While preparing to take my BCBA exam last summer, I knew I reached the point where I was studying too much when I discovered I had a favorite concept, antecedent interventions. My love of this concept began during my coursework when my professor instilled in us the importance of incorporating antecedent strategies when writing behavior intervention plans. Oftentimes, simple antecedent manipulations to the environment can provide significant change to a behavior before reactive and consequential strategies are implemented. Furthermore, I enjoy the concept of antecedent interventions when it is related to real life situations.
Now that it is Fall, which means a new season and several chaotic changes to my schedule, I have been thinking about different antecedent interventions I have been incorporating in my daily life. For example, during days when I am supervising sessions via telehealth, there are many strategies I use in order to decrease interruptions from my dog, Parker. I quickly learned that it is very important that Parker receives a quick walk and a treat before my Zoom call starts. This antecedent intervention helps tire her out and satiates her hunger. As a result, I get to sit through the telehealth session or Zoom meeting without constant cameos from Parker.
Another one of my most preferred antecedent interventions, while working home, is to make sure my workplace is decluttered. I know from experience that I am not productive when I have a lot of distractions. There have been many occasions when I stopped writing a report mid-sentence because I need to organize a large stack of papers in front of me. Not only does cleaning and tidying up help limit the distractions in my environment, but it also produces behavior momentum. Once I have begun the process of clearing clutter and organizing my materials, the actual work task I set out to do, does not seem as hard and I am more willing to get the task done.
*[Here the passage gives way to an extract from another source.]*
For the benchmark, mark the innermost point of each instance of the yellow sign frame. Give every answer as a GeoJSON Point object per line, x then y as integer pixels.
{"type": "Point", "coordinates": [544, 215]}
In the beginning of the summer, when I started going back to my clients in person, I realized the most effective antecedent intervention for me is caffeine. When I was in quarantine, I took for granted how delicious coffee can be when you do not have to to brew it yourself. I always knew my caffeine addiction was real, but when I was unable to get a daily dose of Dunkin, I learned about the struggle of deprivation. Naturally, when I started seeing my clients in person again, I began to choose to have the professionals brew my coffee for me again. During this time, I also discovered a Dunkin Iced Coffee with a swirl of caramel is my ultimate antecedent intervention. Getting back into the groove of commuting to work and seeing clients in person was a struggle. I now find that I am able to change my mindset and build up behavioral momentum if I allow myself this treat before a session. Not only does the caffeine give me a necessary energy boost, but the smooth taste of the icy deliciousness and caramel swirl gives me the sense that I can deal with the challenging aspects of my job! Also, if I go through the process of dealing with the drive thru line, I have completed the first steps of a high probability request sequence and can surely manage delivering some DTT when I am with my client.